Types of Inspections

This section breaks down the inspection process into its component parts. A complete inspection will require all these sections. However, if you only need to do one of them, then the appropriate lesson should provide a good introduction.

Inspection by Phone

When your customer calls, it is necessary that you gather information that will assist you in being prepared to respond to their situation. Like a reporter you need to get as accurate a perspective on the story as possible. Keep the client focused on the present. I have found that customers like to begin talking about their first encounter with wildlife 5 years ago. Coach the client to talk only about the present situation. Remember, your client will often be quite distressed. Generally speaking, what occurred longer than 6 months ago is useless unless the problem has continued from that time to the present. The client should provide you with the following information:

1. The general location and kind of noises heard. The reason for this question lays in the way the answer helps you narrow down the portion of the house where the problem is occurring. Keep in mind that noises will usually be heard in the rooms that people spend the most time in. So don’t be surprised if the bedroom or living room become frequent sites of the complaints. I also want to point out that noises are incredibly unreliable as a clue. I consider noise as important as pain is to a doctor. All noises tell you is that there is a problem. It doesn’t tell you what the cause of the problem is. Raccoons sound like elephants, squirrels like raccoons, and mice sound like squirrels. (Customers tend to amplify the sound).

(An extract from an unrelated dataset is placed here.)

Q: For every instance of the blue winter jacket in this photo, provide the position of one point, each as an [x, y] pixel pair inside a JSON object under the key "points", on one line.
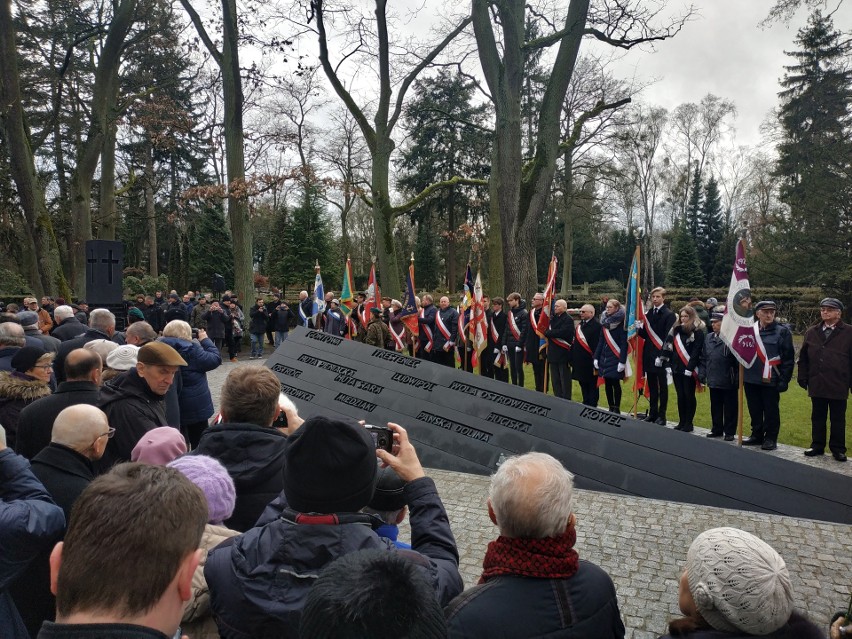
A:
{"points": [[30, 522], [196, 404], [259, 581]]}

2. How have they responded to the problem so far? This question tells you whether or not the animal may have changed its habits due to trapping, poison, or harassment. Trap-wise animals can be difficult to catch if the client has already educated them.

3. When did they first notice the problem and is the problem noted on a consistent basis? For example, do they hear noises regularly? It is interesting to note that usually the female of the house hears the noise before the male.

4. What species of animals have they seen on their property? This question has limited value as some species are nocturnal (forage at night) like flying squirrels, raccoons, skunks, etc.

5. Have they seen anything unusual lately such as their dog’s food being scattered about? Again you are looking for patterns and possible food sources.

With answers to these questions in hand, you are now ready to make an appointment and inspect the property. When you make your inspection appointment try to schedule it during daylight hours when it isn’t raining or snowing. This optimizes your inspection in that you can see better in the corners, etc. Also try not to work when there are strong contrasting shadows. A high sun casts heavy shadows, making it difficult to evaluate dark spaces. Inspecting in daylight hours will not only help you see the outside of the house but the light will help illuminate holes in the attic when inspecting there. Before finishing your phone call with your client, ask them to remove any barriers to crawl spaces and attic hatchways before you arrive. Having this done before your arrival will assist you in making the best of your time inspecting.

Of course, these questions are best served for those who plan to get into the animal damage control field. If you don’t wish to trap and control wildlife, then I would suggest asking more questions. For if you ask too many then your client may figure out the problem and you will be out of a job.